2.2 This is the truth of Strauss’s rejection of any power other than reason (above
2.3 But how can reason assume such responsibility? What “good” can ground the rule of reason?
2.3.1 To reject the question of the good in order to embrace technology (modern “reason”) is not rational and therefore not morally or politically responsible.
2.3.2 To reject the question of the good by arguing that this question leads to the reduction of Being to technology is to reject the human condition and its responsibility. [insert discussion of Heidegger] To abandon reason in favor of a “thinking” attuned to a hope for the advent of new gods is also irresponsible and inhuman. [insert: Strauss is right vs. Heidegger]

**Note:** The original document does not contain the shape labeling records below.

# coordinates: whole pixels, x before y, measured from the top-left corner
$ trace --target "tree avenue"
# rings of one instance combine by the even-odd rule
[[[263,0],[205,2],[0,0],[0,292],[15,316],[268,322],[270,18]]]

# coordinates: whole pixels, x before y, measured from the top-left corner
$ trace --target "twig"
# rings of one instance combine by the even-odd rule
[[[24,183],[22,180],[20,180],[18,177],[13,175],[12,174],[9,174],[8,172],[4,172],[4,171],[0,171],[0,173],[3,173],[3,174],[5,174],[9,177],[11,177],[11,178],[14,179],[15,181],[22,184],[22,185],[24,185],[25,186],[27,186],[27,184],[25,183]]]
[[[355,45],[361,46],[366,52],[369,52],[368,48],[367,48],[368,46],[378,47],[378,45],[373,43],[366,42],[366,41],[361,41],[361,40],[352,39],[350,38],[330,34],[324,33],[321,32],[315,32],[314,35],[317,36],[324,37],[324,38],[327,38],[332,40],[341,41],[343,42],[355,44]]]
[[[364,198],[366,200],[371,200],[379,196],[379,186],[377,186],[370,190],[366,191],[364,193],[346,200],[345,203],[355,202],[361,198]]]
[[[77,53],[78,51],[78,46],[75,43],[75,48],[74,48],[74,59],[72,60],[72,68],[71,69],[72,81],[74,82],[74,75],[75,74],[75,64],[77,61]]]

2.3.3 Leo Strauss’s proposal: reason as classical philosophy can ground itself in its own activity. [insert discussion of Strauss]
2.4 But the good of philosophy depends (intrinsically and not only instrumentally) upon practical (political-moral-religious) goods. [insert critique of Strauss’s project]
2.4.1 Practical goods are always a compound of vertical or “aristocratic” and horizontal or “democratic” elements of transcendence. [See Tocqueville] Vertical or aristocratic transcendence is rooted in given, concrete and authoritative practices and hierarchies; it is at home in such practices and hierarchies. Horizontal or democratic transcendence is inspired by dissatisfaction with given practices and hierarchies; it longs for another home.
3. Postmodern (and post-Straussian post-Heideggerian) Conservatism must be grounded in the intrinsic goodness and rightness of a fully self-aware ruling responsibility, solicitous of both vertical and horizontal transcendence, yet not simply subservient to either, thus both proud and humble. This is the awareness and the disposition that must be cultivated in order relieve modern technological rationalism of its incoherent ruling ambitions.